Le fétichisme ethnique est un concept sociologique qui fait référence à la valorisation excessive et essentialisée d'une culture ou d'une ethnie, considérée comme supérieure aux autres. Cette valorisation est souvent basée sur des stéréotypes et des clichés culturels, réduisant l'ensemble d'une culture ou d'une ethnie à des caractéristiques superficielles et réductrices. Le fétichisme ethnique peut se manifester de différentes manières dans la société, notamment à travers des pratiques culturelles ou de consommation qui cherchent à s'approprier des éléments culturels d'une ethnie ou d'une culture spécifique, sans en comprendre réellement la signification ou la portée. Par exemple, la commercialisation de produits ou d'éléments de décoration inspirés de cultures autochtones, sans impliquer les communautés concernées dans la conception ou la distribution de ces produits, est souvent considérée comme une forme de fétichisme ethnique. Le fétichisme ethnique peut également se manifester à travers des discours ou des attitudes glorifiant ou dénigrant une culture ou une ethnie en particulier, sans tenir compte de la diversité et de la complexité de cette culture ou de cette ethnie. Par exemple, l'idée que toutes les personnes d'une ethnie ont des caractéristiques ou des aptitudes spécifiques, sans tenir compte de la variabilité individuelle, peut être analysée comme une forme de fétichisme ethnique. Le fétichisme ethnique peut avoir des conséquences négatives sur les personnes appartenant à l'ethnie valorisée, en renforçant des stéréotypes et des préjugés qui limitent leur autonomie et leur capacité à s'émanciper des représentations sociales qui les définissent. Il peut également contribuer à marginaliser et à exclure les personnes appartenant à d'autres cultures ou ethnies, en renforçant l'idée qu'elles sont inférieures ou moins intéressantes que la culture ou l'ethnie valorisée.

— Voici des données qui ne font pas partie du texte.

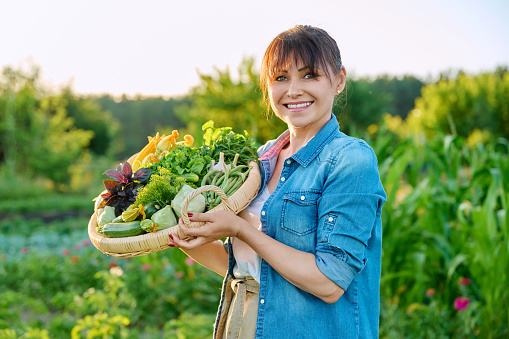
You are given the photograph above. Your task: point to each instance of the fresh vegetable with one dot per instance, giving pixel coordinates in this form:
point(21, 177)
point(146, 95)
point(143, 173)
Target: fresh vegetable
point(122, 192)
point(166, 171)
point(196, 205)
point(150, 209)
point(161, 189)
point(121, 230)
point(184, 161)
point(224, 140)
point(148, 225)
point(164, 218)
point(229, 180)
point(133, 212)
point(107, 216)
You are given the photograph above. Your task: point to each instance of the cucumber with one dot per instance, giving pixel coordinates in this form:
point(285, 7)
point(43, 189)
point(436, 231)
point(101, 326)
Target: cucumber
point(122, 229)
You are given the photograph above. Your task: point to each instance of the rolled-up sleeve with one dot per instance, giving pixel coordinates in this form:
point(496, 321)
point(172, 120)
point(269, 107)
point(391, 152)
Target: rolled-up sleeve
point(348, 210)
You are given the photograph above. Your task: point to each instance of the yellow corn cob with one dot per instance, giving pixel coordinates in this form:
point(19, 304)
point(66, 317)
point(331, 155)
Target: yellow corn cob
point(148, 149)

La "Beurette" et l'homme "Noir"

C'est surtout le cas pour les Noirs et les femmes maghrébines. On a tendance, en France, à hypertrophier l'idée selon laquelle les femmes arabes seraient attirées par les hommes noirs, ce qui est faux dans la quasi-totalité des cas, malgré une propagande métissophile qui tend à faire croire le contraire.En effet, les stéréotypes et les représentations sociales concernant les femmes arabes et les hommes noirs contribuent souvent à véhiculer des idées fausses et préjudiciables à ces groupes minoritaires. Ces représentations s'inscrivent dans des racines historiques et culturelles complexes, souvent liées à des relations de pouvoir et de domination entre les groupes sociaux.Concernant l’attirance supposée des femmes arabes pour les hommes noirs, il s'agit en réalité d'un stéréotype construit dans l'imaginaire collectif, sans réel fondement scientifique ou sociologique. Ce stéréotype peut avoir des conséquences négatives pour les personnes concernées, car il les essentialise et les réduit à des caractéristiques stéréotypées, sans tenir compte de leur diversité et de leur complexité. En sociologie, on parle de construction sociale de la réalité pour désigner le processus par lequel les représentations sociales et les stéréotypes sont formés et diffusés dans la société. Ces constructions sociales sont le fruit de processus complexes, impliquant des interactions entre les individus, les institutions et les médias. Elles peuvent être renforcées ou remises en question par les luttes sociales et politiques menées par les groupes minoritaires.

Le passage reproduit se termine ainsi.